McFall, um amputado da perna direita de 43 anos e ex-atleta paraolímpico, foi selecionado como astronauta reserva pela ESA em novembro de 2022 para participar da fase de estudo de viabilidade do programa Fly! para a inclusão de pessoas com deficiência em missões espaciais, com foco nos requisitos e considerações exclusivos associados à sua deficiência física.
De acordo com a ESA, pioneira nesse campo, os resultados do estudo de viabilidade do Fly! concluídos em janeiro deste ano, sustentam fortemente o fato de que os astronautas com a deficiência especificada (amputações unilaterais dos membros inferiores, não mais proximais do que o terço distal do fêmur ou comprometimento unilateral equivalente dos membros inferiores) poderiam treinar, participar e retornar com segurança de missões de longa duração à ISS como membros totalmente integrados da tripulação, "enfatizando que a inclusão na exploração espacial é possível sem impor encargos financeiros ou operacionais significativos".
Isso marca o início do próximo estágio do Fly!, Mission Ready, no qual o trabalho realizado deverá resultar no primeiro voo espacial de longa duração de um astronauta do projeto com deficiência física.
Os objetivos dessa fase incluem o domínio científico para pré-identificar possíveis experimentos e estudos que poderiam ser implementados se uma missão for confirmada, obtendo a certificação do hardware protético e garantindo que McFall obtenha sua autorização médica e seja considerado apto a voar em uma missão de longa duração.
MUDANÇA DE MENTALIDADE
McFall disse à Sky News: "É ótimo ter concluído o estudo de viabilidade e demonstrado que não há impedimento técnico para que eu voe para a Estação Espacial Internacional.

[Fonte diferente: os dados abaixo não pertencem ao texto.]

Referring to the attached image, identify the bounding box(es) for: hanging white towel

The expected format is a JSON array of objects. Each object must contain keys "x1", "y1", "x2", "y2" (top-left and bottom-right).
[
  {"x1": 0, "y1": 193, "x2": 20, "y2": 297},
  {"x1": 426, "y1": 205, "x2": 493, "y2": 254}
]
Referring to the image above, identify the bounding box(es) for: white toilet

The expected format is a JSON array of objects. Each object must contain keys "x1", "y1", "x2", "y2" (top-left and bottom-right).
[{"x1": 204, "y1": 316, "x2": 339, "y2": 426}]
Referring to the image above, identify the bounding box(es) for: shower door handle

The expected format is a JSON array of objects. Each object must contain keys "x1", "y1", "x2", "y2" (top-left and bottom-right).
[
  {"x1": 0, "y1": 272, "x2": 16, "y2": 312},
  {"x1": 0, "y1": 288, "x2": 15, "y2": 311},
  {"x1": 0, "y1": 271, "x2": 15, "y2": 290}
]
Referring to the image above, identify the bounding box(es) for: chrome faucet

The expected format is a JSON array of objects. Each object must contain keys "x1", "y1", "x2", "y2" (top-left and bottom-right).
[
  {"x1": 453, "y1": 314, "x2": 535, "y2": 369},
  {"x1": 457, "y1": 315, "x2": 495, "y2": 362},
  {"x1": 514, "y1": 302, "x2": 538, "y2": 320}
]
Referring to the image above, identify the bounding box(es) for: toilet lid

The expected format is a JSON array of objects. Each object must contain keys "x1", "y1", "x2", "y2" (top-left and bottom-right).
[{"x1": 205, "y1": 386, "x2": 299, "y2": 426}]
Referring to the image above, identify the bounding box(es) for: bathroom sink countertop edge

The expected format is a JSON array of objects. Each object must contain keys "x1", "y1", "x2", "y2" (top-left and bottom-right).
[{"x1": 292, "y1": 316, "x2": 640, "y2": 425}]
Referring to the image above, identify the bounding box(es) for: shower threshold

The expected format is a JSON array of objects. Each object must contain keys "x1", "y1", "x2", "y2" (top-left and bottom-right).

Ele continuou: "O anúncio de hoje não se refere apenas ao fato de eu ter obtido certificação médica para voar em missões de longa duração. É muito mais do que isso", disse ele ao apontar para o que descreveu como uma mudança cultural na forma como as pessoas com deficiência são tratadas.
"Acho que isso deve dar às pessoas a confiança de que é possível mudar as coisas e que as pessoas estão ouvindo e que, com o apoio certo e o trabalho certo, é possível mudar as mentalidades. E, embora isso só esteja acontecendo no setor espacial, não significa que não seja possível em muitos, muitos outros setores."